Patience Oniha, the Director-General of DMO said this in an interview with the News Agency of Nigeria (NAN) on Thursday in Lagos.
She spoke on the sideline of an awareness programme on security issuance organised by her office.
Oniha said that government borrowings were done by all countries across the world, mostly to finance critical infrastructure.
According to her, the multiplier effects of quality infrastructure on a country’s economy cannot be quantified.
She said that successive Nigerian governments have had to recourse to borrowing to fund budget deficits, adding that annual budgets would be affected if funds were not raised to support them.
“The issue of debt has become topical in Nigeria that sometimes it almost looks as if borrowing is an offence or a crime.
“The first thing we must understand is that countries across the world borrow, be it poor countries, advanced countries, developed countries, emerging markets. They all borrow.
“We usually hear complaints that debt levels are rising in Nigeria. Globally, debt levels are rising, not just in Nigeria, ” she said.
The director-general said that the advent of COVID-19 had also made borrowing imperative for some countries.
“What has happened with COVID-19 is that countries needed to spend more, not only on health needs but on social needs as well, because we need to take care of people who are losing their jobs.
“We need to create incentives for the private sector to continue operating in order to avoid a big recession because most countries experienced recession.
“We did as well, but we came out of it after two quarters. Government spending is one of the tools you can use properly to exit recession.
“In Nigeria, we borrow to finance budget deficits, sometimes we borrow to finance specific projects and services like railways and airports. Financing infrastructure is an economy itself. It creates jobs across all sectors.
“We also borrow to finance maturing loan obligations like the Federal Government of Nigeria (FGN) bonds and Nigeria Treasury Bills,” she said.
According to her, there are statutory laws that regulate borrowings by governments at various levels and also prevent abuse of the process.
“The Fiscal Responsibility Act states that borrowing should be for capital purposes and for human capital development.

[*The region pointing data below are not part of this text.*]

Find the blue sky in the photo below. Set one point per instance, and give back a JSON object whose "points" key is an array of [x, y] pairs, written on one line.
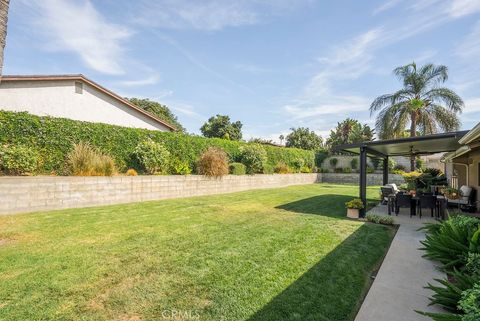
{"points": [[272, 64]]}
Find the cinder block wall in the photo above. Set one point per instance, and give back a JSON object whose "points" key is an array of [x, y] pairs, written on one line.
{"points": [[37, 193]]}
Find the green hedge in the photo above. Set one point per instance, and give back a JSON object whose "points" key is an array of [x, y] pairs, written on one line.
{"points": [[53, 138]]}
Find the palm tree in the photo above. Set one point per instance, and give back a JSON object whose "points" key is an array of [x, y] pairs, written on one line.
{"points": [[3, 30], [422, 102]]}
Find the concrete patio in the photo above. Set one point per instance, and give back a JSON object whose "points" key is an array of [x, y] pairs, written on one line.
{"points": [[398, 289]]}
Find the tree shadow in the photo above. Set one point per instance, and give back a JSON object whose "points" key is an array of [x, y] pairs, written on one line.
{"points": [[331, 205], [333, 289]]}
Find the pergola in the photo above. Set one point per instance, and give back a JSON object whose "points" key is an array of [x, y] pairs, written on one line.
{"points": [[411, 146]]}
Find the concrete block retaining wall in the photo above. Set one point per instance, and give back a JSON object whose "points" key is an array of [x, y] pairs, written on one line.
{"points": [[39, 193]]}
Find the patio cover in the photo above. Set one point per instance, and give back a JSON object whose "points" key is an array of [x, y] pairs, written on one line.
{"points": [[416, 146]]}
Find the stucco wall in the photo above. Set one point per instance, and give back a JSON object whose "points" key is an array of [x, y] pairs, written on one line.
{"points": [[57, 98]]}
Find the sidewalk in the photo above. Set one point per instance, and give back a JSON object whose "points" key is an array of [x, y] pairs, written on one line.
{"points": [[398, 289]]}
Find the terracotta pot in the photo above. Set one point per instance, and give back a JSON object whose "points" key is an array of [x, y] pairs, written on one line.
{"points": [[353, 212]]}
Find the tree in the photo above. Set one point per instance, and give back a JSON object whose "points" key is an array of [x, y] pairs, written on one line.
{"points": [[349, 131], [422, 103], [3, 29], [304, 138], [159, 110], [220, 126]]}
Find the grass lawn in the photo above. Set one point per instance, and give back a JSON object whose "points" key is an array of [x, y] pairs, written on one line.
{"points": [[275, 254]]}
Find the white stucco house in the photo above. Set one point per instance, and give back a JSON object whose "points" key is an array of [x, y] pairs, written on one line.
{"points": [[74, 97]]}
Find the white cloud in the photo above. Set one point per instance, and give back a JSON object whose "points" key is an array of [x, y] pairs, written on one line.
{"points": [[77, 27], [211, 14], [386, 6], [461, 8], [150, 80], [472, 105]]}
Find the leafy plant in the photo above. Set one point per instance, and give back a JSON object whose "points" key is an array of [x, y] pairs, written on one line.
{"points": [[18, 159], [53, 139], [380, 219], [354, 163], [153, 157], [181, 167], [282, 168], [356, 203], [213, 162], [449, 242], [85, 160], [131, 172], [253, 157], [333, 162], [237, 169]]}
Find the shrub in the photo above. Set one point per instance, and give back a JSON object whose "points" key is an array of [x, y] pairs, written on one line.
{"points": [[380, 219], [85, 160], [282, 168], [213, 162], [253, 157], [305, 169], [298, 164], [237, 169], [18, 160], [356, 203], [450, 242], [131, 172], [180, 167], [333, 162], [53, 138], [354, 163], [153, 157], [268, 169]]}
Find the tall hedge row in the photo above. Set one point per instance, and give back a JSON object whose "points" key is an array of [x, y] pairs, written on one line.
{"points": [[53, 138]]}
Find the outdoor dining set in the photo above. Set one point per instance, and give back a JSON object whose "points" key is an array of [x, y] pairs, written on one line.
{"points": [[417, 202]]}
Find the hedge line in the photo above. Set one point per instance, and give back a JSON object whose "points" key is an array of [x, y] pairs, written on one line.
{"points": [[53, 138]]}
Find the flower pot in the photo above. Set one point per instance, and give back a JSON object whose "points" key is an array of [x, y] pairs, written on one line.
{"points": [[353, 212]]}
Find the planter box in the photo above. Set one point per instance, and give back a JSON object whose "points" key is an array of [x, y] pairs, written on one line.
{"points": [[353, 213]]}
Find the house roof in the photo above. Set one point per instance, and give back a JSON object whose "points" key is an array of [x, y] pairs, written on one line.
{"points": [[420, 145], [80, 77]]}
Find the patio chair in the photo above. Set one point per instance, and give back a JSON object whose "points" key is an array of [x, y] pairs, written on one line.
{"points": [[427, 201], [405, 201], [386, 192], [466, 199]]}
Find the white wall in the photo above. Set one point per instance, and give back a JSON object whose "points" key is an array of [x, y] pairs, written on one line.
{"points": [[58, 99]]}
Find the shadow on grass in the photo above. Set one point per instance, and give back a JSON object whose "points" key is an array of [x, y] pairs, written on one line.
{"points": [[333, 289], [332, 205]]}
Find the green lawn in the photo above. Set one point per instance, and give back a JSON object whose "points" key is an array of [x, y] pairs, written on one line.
{"points": [[275, 254]]}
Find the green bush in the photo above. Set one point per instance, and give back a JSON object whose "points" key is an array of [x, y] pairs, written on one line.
{"points": [[354, 163], [53, 138], [254, 157], [356, 203], [268, 169], [213, 162], [18, 159], [237, 169], [282, 168], [333, 162], [180, 167], [153, 157], [450, 241]]}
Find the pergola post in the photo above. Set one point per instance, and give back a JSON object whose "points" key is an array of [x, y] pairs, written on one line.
{"points": [[385, 170], [363, 179]]}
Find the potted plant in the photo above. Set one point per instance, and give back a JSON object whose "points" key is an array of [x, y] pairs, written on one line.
{"points": [[353, 207]]}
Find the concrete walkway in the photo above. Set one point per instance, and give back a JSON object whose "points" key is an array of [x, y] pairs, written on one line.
{"points": [[398, 289]]}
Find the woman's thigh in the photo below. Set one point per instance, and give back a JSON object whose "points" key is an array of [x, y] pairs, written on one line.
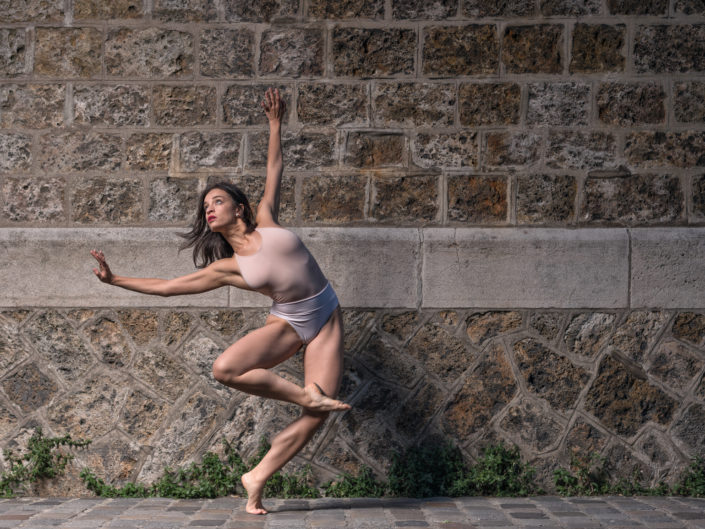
{"points": [[323, 361]]}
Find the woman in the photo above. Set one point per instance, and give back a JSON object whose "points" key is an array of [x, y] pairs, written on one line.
{"points": [[258, 254]]}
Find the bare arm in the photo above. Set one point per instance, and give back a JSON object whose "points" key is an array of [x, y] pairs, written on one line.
{"points": [[268, 209]]}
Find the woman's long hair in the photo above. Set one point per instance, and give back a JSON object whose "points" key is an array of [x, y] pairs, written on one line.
{"points": [[207, 245]]}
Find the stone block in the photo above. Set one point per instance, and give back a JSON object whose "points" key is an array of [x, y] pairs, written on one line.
{"points": [[450, 51], [637, 7], [623, 400], [669, 48], [333, 199], [455, 149], [184, 106], [489, 104], [238, 11], [570, 8], [678, 250], [105, 200], [533, 49], [13, 51], [33, 106], [627, 104], [368, 150], [29, 199], [97, 9], [291, 52], [405, 199], [689, 102], [79, 151], [597, 48], [503, 8], [413, 104], [580, 150], [185, 11], [31, 11], [111, 105], [68, 52], [149, 151], [336, 9], [332, 104], [477, 199], [365, 52], [545, 198], [558, 104], [64, 255], [17, 152], [173, 199], [227, 53], [511, 149], [538, 268], [241, 104], [148, 53], [421, 9], [672, 149], [209, 150], [632, 199]]}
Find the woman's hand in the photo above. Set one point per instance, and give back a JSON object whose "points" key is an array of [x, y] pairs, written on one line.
{"points": [[274, 106], [104, 274]]}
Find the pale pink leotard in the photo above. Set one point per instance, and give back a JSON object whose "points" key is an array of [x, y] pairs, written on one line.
{"points": [[285, 270]]}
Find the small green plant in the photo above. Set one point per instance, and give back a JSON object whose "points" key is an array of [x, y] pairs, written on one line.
{"points": [[41, 460]]}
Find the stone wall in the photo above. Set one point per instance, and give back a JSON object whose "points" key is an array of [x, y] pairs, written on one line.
{"points": [[509, 197]]}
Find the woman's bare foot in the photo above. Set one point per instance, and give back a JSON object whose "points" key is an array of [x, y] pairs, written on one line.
{"points": [[320, 402], [254, 494]]}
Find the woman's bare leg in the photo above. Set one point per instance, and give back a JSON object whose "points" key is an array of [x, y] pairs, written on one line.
{"points": [[323, 367]]}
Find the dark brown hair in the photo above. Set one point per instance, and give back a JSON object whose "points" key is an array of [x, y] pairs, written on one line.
{"points": [[207, 245]]}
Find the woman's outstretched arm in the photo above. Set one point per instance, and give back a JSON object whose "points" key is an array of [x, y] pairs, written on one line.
{"points": [[268, 209]]}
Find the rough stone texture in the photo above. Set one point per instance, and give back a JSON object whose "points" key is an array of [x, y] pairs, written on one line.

The DMO Act is also clear, especially on external borrowings.
“No arm of government can borrow on its own. It has to conform with those provisions and pass through the Federal Executive Council and the National Assembly.

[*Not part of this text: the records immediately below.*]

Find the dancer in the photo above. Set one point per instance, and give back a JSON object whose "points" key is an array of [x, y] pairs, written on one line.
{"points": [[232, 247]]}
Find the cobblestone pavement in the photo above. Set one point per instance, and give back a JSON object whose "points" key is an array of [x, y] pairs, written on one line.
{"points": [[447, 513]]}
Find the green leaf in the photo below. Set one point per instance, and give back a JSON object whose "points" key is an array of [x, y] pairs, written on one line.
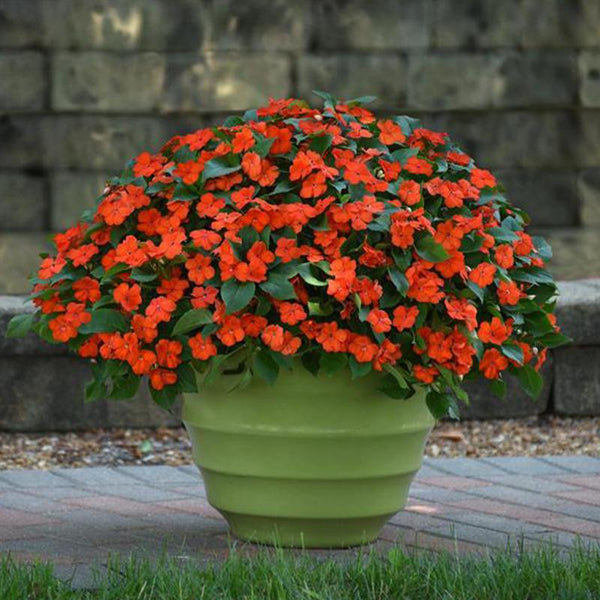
{"points": [[305, 271], [192, 319], [542, 247], [553, 340], [328, 99], [233, 121], [141, 276], [399, 280], [262, 146], [236, 294], [282, 187], [532, 275], [321, 143], [124, 387], [407, 124], [20, 325], [478, 291], [166, 397], [430, 250], [441, 404], [316, 309], [265, 366], [279, 287], [105, 320], [503, 234], [513, 352], [216, 168], [361, 100], [530, 380], [389, 386], [404, 154], [332, 362]]}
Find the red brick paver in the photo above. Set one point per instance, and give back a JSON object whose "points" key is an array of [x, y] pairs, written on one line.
{"points": [[456, 505]]}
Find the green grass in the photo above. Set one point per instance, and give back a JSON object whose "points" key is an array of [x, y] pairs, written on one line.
{"points": [[531, 575]]}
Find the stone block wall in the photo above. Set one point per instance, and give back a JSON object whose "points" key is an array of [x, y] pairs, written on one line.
{"points": [[87, 84], [41, 385]]}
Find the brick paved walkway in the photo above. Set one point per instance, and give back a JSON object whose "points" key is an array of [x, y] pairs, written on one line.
{"points": [[77, 517]]}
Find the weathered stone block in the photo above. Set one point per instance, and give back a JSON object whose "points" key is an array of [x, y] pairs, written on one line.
{"points": [[71, 194], [545, 78], [223, 81], [589, 75], [22, 202], [475, 24], [549, 197], [589, 195], [23, 76], [110, 82], [259, 25], [457, 81], [19, 257], [576, 252], [587, 135], [21, 25], [46, 394], [20, 147], [577, 385], [550, 138], [559, 24], [349, 76], [106, 24], [378, 24], [578, 311], [484, 405], [30, 345], [506, 79], [195, 25], [95, 142]]}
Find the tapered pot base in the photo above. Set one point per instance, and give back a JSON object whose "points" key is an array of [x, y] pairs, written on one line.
{"points": [[305, 533], [312, 462]]}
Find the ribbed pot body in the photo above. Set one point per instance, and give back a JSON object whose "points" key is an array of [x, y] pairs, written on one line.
{"points": [[309, 461]]}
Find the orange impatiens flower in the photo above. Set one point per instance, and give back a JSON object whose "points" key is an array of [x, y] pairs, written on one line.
{"points": [[231, 331], [130, 252], [495, 331], [295, 231], [128, 296], [159, 378], [405, 318], [509, 293], [379, 320], [409, 192], [202, 347], [332, 338], [291, 313], [363, 348], [483, 274], [493, 363], [87, 290], [199, 268], [168, 353], [391, 133]]}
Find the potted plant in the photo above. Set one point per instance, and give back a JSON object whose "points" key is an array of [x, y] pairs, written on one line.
{"points": [[316, 283]]}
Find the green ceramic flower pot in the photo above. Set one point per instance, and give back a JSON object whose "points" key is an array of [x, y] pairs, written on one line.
{"points": [[309, 461]]}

“There is also a fiscal responsibility for the state governments to ensure that the reforms at the centre also happen in the states, ” she said.

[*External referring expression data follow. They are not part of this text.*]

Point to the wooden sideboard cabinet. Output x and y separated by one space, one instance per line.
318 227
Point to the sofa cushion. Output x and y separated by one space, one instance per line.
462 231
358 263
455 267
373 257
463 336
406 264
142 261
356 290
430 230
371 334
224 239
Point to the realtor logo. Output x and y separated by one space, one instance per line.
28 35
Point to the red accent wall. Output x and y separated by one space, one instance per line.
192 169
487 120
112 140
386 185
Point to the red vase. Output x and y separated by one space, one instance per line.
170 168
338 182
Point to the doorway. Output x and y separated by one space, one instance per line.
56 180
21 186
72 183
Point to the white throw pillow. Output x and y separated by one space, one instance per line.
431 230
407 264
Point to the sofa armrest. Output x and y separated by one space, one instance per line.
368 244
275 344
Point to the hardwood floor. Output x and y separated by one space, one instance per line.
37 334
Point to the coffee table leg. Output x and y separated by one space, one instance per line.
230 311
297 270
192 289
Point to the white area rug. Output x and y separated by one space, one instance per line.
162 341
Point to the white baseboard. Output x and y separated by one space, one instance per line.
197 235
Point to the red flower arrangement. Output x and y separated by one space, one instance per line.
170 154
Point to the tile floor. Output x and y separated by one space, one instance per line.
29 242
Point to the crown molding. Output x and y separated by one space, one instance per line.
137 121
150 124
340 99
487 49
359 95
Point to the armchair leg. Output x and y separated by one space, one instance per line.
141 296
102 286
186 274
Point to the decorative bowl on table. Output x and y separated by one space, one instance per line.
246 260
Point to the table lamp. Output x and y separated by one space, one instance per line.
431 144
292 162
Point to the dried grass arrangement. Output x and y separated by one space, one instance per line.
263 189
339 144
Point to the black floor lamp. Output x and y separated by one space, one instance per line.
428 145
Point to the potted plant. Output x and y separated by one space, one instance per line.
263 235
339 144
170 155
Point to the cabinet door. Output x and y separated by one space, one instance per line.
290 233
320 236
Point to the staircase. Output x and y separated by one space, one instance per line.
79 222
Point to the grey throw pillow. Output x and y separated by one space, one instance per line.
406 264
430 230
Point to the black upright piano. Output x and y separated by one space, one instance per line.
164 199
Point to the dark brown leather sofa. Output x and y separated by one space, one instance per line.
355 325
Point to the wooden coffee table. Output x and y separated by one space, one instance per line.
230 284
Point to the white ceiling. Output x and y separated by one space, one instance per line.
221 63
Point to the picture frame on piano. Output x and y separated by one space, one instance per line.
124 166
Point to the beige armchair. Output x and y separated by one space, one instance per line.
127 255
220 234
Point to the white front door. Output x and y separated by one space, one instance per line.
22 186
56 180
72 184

Some stakeholders in Nigeria have been complaining about the country’s rising debt stock.
The DMO had recently said that the country’s total debt stock as of December 2021 was N39.55 trillion.
It also said that the debt stock was likely to hit N45 trillion in 2022, as the government planned to borrow an additional N6.39 trillion to finance the 2022 budget deficit.
Oniha had explained that the overall deficit in the 2022 budget was N6.30 trillion, representing 3.46 per cent of the country’s Gross Domestic Product (GDP).
She said that the budget deficit was to be financed mainly by borrowings from both domestic and foreign sources, as well as privatisation proceeds.
“About N2.57 trillion will come from domestic sources, N2.57 trillion from foreign sources, N1.16 trillion from multilateral and bilateral loan drawdowns and N90.7 billion from privatisation proceeds,’’ she said.